In the name of improving efficiency, many distribution center leaders make the mistake of trying to “bolt on” automation or AI. 

But if you have broken processes, digitizing them (or sprinkling AI on them) won’t magically make them work. In fact, things like inconsistent SOPs and siloed maintenance records will ultimately undermine AI’s performance.

Before investing in technology, distribution centers need to tackle fundamental workflow issues.

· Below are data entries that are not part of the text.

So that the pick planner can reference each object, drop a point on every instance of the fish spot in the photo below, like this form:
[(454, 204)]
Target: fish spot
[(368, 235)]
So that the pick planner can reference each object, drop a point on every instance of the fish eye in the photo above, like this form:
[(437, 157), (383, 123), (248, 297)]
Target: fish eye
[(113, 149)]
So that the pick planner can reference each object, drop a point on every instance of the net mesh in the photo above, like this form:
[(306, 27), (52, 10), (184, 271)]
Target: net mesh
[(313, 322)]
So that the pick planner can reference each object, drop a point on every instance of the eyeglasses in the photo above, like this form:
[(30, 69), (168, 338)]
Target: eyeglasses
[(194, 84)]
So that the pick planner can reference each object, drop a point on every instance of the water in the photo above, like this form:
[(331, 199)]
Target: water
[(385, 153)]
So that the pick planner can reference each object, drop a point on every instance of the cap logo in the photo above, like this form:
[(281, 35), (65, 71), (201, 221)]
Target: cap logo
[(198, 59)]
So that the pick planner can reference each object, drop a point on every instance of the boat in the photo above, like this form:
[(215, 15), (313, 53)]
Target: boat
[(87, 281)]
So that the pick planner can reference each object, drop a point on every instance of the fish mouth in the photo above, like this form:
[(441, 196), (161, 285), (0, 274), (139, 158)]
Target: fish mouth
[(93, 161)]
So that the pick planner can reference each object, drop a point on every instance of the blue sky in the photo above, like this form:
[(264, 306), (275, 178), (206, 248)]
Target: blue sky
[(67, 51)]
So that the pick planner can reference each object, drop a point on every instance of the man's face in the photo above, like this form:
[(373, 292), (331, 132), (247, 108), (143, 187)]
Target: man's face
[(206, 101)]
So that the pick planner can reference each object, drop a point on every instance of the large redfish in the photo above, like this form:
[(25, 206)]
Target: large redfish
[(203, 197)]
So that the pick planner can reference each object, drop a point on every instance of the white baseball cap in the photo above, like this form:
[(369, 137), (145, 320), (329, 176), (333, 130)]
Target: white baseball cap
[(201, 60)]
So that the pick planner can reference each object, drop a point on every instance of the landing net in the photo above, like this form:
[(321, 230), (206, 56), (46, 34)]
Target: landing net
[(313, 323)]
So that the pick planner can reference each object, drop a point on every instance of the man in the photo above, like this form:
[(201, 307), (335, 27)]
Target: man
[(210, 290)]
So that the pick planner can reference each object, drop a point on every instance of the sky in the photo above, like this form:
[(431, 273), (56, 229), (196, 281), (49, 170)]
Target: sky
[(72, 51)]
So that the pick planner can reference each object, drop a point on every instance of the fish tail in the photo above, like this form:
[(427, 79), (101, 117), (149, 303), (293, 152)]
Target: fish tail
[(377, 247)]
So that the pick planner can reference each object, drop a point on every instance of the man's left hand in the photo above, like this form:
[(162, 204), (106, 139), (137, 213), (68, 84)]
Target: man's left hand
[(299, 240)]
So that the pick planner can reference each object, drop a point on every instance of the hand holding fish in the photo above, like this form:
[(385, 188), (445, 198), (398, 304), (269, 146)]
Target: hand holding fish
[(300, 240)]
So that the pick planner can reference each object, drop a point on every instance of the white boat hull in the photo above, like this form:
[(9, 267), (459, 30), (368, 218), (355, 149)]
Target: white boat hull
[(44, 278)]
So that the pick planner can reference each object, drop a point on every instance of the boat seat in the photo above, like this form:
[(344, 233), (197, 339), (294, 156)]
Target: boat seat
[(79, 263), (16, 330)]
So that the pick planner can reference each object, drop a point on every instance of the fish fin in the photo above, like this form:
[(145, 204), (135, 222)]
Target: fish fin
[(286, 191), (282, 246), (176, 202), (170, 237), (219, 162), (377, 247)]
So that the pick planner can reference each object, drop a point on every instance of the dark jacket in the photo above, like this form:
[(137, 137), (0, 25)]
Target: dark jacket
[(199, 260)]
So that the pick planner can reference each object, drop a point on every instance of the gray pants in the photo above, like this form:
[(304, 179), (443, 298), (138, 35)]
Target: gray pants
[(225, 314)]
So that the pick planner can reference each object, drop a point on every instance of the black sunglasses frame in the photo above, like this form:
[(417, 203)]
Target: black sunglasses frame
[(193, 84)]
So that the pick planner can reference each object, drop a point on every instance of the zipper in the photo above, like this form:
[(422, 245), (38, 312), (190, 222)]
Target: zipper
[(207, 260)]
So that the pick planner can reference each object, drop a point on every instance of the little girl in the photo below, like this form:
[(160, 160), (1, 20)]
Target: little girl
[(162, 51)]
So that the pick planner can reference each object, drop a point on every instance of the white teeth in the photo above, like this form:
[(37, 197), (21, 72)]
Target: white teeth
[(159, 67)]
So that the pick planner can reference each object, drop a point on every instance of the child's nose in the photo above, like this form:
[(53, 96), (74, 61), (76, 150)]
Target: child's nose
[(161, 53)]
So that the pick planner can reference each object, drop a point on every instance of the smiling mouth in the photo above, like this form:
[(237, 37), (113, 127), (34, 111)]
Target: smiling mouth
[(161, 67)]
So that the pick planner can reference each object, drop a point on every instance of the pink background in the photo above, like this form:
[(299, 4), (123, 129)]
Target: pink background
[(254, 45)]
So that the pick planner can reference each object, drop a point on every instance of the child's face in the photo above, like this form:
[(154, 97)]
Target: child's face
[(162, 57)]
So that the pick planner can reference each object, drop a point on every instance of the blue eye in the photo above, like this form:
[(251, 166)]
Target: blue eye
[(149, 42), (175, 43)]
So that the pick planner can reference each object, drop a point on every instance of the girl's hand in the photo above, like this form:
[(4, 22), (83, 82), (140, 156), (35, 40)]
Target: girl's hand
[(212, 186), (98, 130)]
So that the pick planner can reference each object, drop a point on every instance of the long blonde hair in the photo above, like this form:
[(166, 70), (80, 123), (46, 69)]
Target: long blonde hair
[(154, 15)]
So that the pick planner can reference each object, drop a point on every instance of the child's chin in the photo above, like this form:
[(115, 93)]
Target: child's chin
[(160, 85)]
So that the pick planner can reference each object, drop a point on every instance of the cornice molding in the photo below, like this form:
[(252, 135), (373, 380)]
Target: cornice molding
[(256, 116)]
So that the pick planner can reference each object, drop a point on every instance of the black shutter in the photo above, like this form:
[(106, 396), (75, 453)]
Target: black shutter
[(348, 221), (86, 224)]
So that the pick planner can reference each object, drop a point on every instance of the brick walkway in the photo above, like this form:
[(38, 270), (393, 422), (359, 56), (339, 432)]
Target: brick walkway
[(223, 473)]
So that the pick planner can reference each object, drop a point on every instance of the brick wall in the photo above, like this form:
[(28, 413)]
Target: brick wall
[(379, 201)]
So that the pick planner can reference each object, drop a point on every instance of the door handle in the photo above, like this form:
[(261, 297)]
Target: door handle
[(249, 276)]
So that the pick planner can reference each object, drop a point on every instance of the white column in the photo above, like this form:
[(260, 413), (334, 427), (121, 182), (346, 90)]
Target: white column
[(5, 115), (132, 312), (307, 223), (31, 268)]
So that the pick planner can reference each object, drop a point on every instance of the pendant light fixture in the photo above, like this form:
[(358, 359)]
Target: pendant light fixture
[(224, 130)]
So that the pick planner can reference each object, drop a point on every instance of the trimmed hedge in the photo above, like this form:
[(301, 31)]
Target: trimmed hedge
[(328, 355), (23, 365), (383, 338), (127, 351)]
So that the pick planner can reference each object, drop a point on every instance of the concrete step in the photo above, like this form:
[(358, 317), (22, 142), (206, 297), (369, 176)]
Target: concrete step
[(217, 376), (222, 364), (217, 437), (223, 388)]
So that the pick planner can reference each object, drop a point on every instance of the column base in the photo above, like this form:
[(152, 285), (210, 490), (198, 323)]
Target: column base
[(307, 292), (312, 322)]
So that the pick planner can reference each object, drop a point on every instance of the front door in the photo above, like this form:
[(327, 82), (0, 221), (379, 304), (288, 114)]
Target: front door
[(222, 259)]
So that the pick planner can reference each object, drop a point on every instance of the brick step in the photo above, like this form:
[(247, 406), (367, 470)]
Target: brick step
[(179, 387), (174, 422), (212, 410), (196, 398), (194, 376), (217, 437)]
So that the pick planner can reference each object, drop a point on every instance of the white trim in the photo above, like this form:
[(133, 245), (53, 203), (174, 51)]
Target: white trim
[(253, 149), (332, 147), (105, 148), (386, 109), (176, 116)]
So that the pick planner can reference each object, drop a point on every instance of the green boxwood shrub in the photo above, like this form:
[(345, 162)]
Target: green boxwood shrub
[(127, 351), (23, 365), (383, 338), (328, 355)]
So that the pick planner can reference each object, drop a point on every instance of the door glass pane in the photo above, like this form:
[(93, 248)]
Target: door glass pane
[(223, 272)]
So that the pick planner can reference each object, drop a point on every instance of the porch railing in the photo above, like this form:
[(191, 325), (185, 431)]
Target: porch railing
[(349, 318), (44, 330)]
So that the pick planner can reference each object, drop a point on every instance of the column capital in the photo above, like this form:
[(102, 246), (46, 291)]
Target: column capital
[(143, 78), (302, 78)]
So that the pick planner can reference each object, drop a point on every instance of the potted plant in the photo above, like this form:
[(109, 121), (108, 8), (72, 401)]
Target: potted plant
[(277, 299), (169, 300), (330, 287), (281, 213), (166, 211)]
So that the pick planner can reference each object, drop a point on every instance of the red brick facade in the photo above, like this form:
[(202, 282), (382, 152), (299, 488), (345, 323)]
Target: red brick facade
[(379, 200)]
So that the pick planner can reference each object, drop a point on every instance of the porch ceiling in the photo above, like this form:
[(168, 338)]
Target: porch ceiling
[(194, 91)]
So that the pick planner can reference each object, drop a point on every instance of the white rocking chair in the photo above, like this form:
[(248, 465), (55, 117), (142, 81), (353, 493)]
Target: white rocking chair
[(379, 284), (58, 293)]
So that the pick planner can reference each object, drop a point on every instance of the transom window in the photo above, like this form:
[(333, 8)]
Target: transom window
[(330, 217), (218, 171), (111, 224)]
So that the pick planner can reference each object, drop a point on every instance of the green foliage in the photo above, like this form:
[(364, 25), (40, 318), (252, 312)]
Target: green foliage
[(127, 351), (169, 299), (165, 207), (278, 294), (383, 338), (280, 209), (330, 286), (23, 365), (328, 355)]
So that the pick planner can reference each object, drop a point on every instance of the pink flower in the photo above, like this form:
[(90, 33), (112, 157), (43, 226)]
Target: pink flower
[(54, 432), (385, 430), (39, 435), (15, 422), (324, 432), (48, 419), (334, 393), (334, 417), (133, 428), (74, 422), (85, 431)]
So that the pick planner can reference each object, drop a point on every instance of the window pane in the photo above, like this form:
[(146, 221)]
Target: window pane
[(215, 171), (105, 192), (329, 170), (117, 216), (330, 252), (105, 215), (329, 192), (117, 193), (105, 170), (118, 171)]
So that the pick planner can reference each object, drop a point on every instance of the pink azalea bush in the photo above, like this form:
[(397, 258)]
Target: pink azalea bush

Here are the steps to get started.

Step 1: Dig into your data and your technicians’ day-to-day routines 

Dashboards and reports highlight trends, but they may not always capture the full reality of daily maintenance work. To build a foundation for AI, distribution center leaders need a dual approach to rooting out potential process issues: dig into the data and spend time on the floor.

First, review the data: Start by looking for red flags in your CMMS and performance dashboards. Are work orders being closed unusually quickly or taking too long? Do certain shifts consistently log more incomplete tickets? Does one asset type account for a disproportionate share of downtime? These patterns can signal real operational issues or data-quality gaps that will throw off AI models later.

Shadow technicians live: Data only tells part of the story. To go deeper into potential problem areas and uncover the “why” behind the numbers, leaders should consider walking the floor and observing technicians. For example, shadowing may show:

  • Skipped inspection steps: The dashboard might say “100% forklift inspections completed,” but shadowing reveals that operators sometimes pencil-whip checklists because forms are long and the team needs equipment immediately.
  • Parts access delays: Reports might show work orders closed on time, but being present uncovers the 20-minute trips technicians make to fetch parts from poorly organized stockrooms.
  • Unrecorded workarounds: Systems may not flag chronic asset issues that techs have learned to “just work around.”
Action step: Each month, run a “data + floor review.” Start by pulling a simple dashboard (e.g., work order completion time, percentage of preventive maintenance tasks incomplete, or performance by asset type and shift). Then schedule floor walks with technicians in those areas. Close the loop with a short debrief to validate what the data suggested and agree on fixes.

Step 2: Standardize before you digitize

Once the problems are clearer, your next step is standardization. Because without consistency, digitization might just speed up bad habits.

Take conveyor systems. If one technician logs a breakdown as “belt issue” and another calls it “roller jam,” AI won’t see them as related. The same applies to pallet jack inspections, robotic arm service, or AS/RS malfunctions.

CMMS platforms like MaintainX help distribution centers standardize language, steps, and expectations by digitizing checklists and inspections. Teams can create standard operating procedures (SOPs) once and share them across sites, so work gets done the same way everywhere. It also makes data structured and comparable, which is critical for AI. 

Action step: Identify the 10 most frequent maintenance activities (e.g., conveyor belt inspection, forklift PM, dock leveler repair). Build out or refine digital SOPs for each, with standardized codes, steps, and required fields. Roll them out across all shifts and sites, and audit compliance weekly for the first 90 days. This creates a baseline for operations and AI training.

Step 3: Build data quality

In a Plant Engineering study of industrial maintenance, only about half of facilities reported using a CMMS, while many still rely on siloed systems like spreadsheets and paper.

This is a problem because AI is only as effective as the data it’s fed. If information is incomplete or inconsistent, the “intelligence” will be equally flawed. Garbage in, garbage out.

Imagine you want AI to predict equipment downtime or optimize maintenance schedules, but downtime data on your conveyors, sorters, or forklifts is patchy (maybe your team logged some events in spreadsheets, wrote some on paper, and forgot to record several others). Without a record of when failures happen, how long assets are down, which parts are replaced, and what actions resolved the issue, an AI model can’t distinguish between a conveyor that fails once a quarter versus one that fails weekly. 

This leads AI tools to either produce low-confidence predictions or learn the wrong lessons entirely. In a distribution center, that could mean underestimating the risk of a sorter failure right before peak season or overestimating forklift utilization because downtime wasn’t captured properly. 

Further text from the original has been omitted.